Жак прикинул: дверь за спиной призрака, ведущая в комнату, где сейчас шла уборка, закрыта, а ключ остался в замке, но с другой стороны, со стороны комнаты… когда он выскочит из гардеробной, первым делом придется дважды повернуть ключ в замке!.. Главное, выскочить в дверь, ведущую в комнаты детей, чтобы изумленный призрак и шага не успел сделать…

Если Жак поторопится, то в два прыжка окажется в другой комнате… выбежит в приоткрытую дверь… а потом тотчас захлопнет ее перед носом призрака! И все! И перисприт Андре окажется запертым навсегда… и больше не будет его мучить!..

Но что с гардеробной?.. Отныне она станет запретной комнатой. А что до платьев, так Фанни сможет заказать другие!..

Хорошенько все взвесив, Жак решил, что все достаточно просто.

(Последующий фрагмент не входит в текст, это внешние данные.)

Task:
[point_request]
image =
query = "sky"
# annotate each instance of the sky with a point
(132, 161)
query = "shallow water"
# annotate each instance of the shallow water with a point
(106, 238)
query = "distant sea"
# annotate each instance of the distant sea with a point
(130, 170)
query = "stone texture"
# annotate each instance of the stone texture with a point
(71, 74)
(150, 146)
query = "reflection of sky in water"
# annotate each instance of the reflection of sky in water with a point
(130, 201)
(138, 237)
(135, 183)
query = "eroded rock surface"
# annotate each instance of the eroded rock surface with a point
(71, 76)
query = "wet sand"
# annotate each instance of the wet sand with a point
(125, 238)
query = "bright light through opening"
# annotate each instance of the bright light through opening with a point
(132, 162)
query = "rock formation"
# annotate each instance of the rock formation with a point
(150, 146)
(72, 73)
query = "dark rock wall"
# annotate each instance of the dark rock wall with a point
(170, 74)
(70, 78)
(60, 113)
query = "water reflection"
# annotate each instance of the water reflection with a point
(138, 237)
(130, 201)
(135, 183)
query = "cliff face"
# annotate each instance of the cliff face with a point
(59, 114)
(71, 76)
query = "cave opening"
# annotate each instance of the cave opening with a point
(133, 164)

Главное, чтобы у него хватило сил!..

В тот момент, когда призрак окончательно решил, что Жак задремал над своей газетой (Жак делал вид, что у него слипаются глаза), тот вскочил, в одну секунду вылетел за дверь и – хлоп! – дверь закрыта!..

Поворот ключа… Жаку чудесным образом стало легче… у него словно крылья выросли!.. Он вылетел в коридор, затем вернулся в комнату, подбежал к двери гардеробной и дважды повернул ключ!.. В этот раз все получилось!.. Так удачно получилось!.. Наконец-то призрак попался!.. Заперт!.. И больше отсюда не выйдет!..

Прибежавшие слуги окружили Жака, а тот радостно смеялся им в лицо… Пришла Фанни, отослала навязчивую прислугу, а Жак ясно и с восторгом в нескольких фразах ей все объяснил…

Но, честно говоря, Фанни оказалась слишком серьезна для своих лет!.. Она не рассмеялась, хоть он поспешил предупредить ее: «Я избавился! То ли от призрака, то ли от галлюцинации!..» Впрочем, Фанни пообещала ему больше никогда не открывать дверь гардеробной, а он взамен пообещал ей полностью избавиться от своих галлюцинаций!.. И слово свое сдержал!..

Целую неделю Жак не видел ничего сверхъестественного. Казалось, он стал вполне разумным и спокойным, таким, как обычные уравновешенные люди, живущие размеренной жизнью.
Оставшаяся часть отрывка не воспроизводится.